October 14, 2008
Assignment #2: Filler Page for “A Shot at It” and “Epilogue”
The Acceptance
El mono puede tal vez vestir de seda, pero el mono sigue siendo un mono.
Although the monkey might dress in silk, monkey it still is.
I didn’t sleep the entire following week, and Mami began to worry. All her remedies were foreign to my stomach. Day in and day out I felt more uneasy and my stomach knotted at the thought of the interview. It had been a cold, rainy week and I remember sitting at the window sill when I felt a hand on my shoulder.
“Que pasa, Negi?” Mami asked.
“Nada, I’m just tired.”
I looked at her. Her weary, sad eyes were replaced by bright, hopeful eyes. They had taken on that trance ever since we moved to Brooklyn. Mami became someone completely different from the Mimi I knew back home. The long house dresses worn with flip-flops and the long, black hair pulled back into a loose pony-tail were replaced with short dresses worn with heels and a tight, sleek that sat on her head. She wore make-up almost every, and I grew to hate her artificial look. Mami traded in everything she knew and had back in Puerto Rico, for the artificial life. She no longer smelled of the spices that I so loved and knew her by. If she ever did go out smelling like the Puerto Rican salchichas or sancocho, she would storm out complaining.
“Where I work, no one goes about smelling like oregano! Nadie! They look at me strangely when I arrive smelling like Puerto Rico!” she steamed.
I knew I couldn’t be too harsh on her. I was following in her footsteps. Many of the times, after she left for work early in the morning I would sneak into her room and steal a few sprays of perfume. I didn’t want the school kids to think I was any more different than I was already perceived as.
Mami sat down across from me on the window sill. She looked at the rainy day and her eyes filled with tears. I looked away, because I was almost crying too. This was my last chance to prove I was worthy of setting a good example for my younger brothers and sisters, that I could stand out from my siblings and make Mami proud. If I was accepted into Performing Arts High School I would be able to have Mami’s lap one last time. She would wrap her world around my success and I would finally see some good in coming to America. My redemption lay in the hands of the people that Mami said hated us most, the Americanos, but I hoped they would be kind to me this first and last time.

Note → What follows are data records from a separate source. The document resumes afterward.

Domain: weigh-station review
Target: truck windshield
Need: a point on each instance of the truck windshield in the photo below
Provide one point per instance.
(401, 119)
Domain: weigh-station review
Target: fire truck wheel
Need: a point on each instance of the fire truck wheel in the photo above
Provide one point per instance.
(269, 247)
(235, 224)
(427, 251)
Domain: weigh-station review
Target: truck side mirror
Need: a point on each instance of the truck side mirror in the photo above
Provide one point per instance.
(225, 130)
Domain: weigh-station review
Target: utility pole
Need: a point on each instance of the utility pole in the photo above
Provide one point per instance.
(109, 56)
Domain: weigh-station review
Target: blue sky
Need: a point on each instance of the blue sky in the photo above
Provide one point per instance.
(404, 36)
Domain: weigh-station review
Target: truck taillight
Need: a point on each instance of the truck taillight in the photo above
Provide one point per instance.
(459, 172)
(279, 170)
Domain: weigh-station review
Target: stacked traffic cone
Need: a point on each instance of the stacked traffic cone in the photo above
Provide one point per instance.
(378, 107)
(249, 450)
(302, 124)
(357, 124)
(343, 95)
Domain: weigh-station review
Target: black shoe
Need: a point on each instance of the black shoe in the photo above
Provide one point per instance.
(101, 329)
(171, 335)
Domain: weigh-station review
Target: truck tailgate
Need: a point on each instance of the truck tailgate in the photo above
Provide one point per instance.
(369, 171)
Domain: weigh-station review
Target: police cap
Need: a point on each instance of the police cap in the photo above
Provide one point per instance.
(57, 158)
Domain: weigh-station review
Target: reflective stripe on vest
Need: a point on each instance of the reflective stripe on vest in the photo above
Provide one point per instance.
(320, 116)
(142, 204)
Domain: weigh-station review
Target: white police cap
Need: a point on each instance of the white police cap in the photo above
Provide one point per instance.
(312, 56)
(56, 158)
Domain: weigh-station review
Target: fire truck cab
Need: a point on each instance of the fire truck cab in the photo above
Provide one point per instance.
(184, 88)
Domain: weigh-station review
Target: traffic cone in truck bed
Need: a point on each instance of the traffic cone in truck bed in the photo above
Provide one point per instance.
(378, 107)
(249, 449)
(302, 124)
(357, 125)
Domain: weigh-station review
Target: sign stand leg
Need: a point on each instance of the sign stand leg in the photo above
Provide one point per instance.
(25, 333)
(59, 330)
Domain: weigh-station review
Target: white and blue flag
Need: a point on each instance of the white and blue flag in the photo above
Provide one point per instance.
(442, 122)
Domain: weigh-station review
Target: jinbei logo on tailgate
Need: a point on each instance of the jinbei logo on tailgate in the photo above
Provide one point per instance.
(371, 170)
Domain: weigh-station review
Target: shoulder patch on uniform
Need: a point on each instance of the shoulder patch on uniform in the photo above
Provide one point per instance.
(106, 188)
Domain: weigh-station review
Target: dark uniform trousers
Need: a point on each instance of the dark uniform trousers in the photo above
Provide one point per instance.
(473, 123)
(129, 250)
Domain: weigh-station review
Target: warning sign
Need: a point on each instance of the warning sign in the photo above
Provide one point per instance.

I was sitting in English class, my favorite class, when Mr. Barone called me into his office. I felt my heart squeeze and release, squeeze and release. I walked down the hall and into his office. The sun shone in and warmed up my face.
“Have a seat Esmeralda,” he directed me towards the seat in front of his desk, the same one where he told me about sending me to a private school. I sat, nervous and frightened at the thought that I might not have made it.
“How are you doing?”
“Did I get in?” I asked, without even remembering to respond to his question.
He sat back into his seat, put his glasses on his head, and smiled.
“Congratulations. They want you.”
I don’t remember exactly how everything went after that, but happiness flooded my body for the first time since I came to Brooklyn.
At home, Mami was in the kitchen cleaning. I ran up the stairs and threw myself into her arms. I started crying, shocked that I had been accepted into the school of opportunities.
“What’s going on, Negi?” she asked, pulling me back.
“I made it Mami, I made it!” I said in between tears.
She hugged me and together we cried, still holding onto that last strand of hope. We had uprooted from what we knew best, but this the beginning of a better life we had always wanted.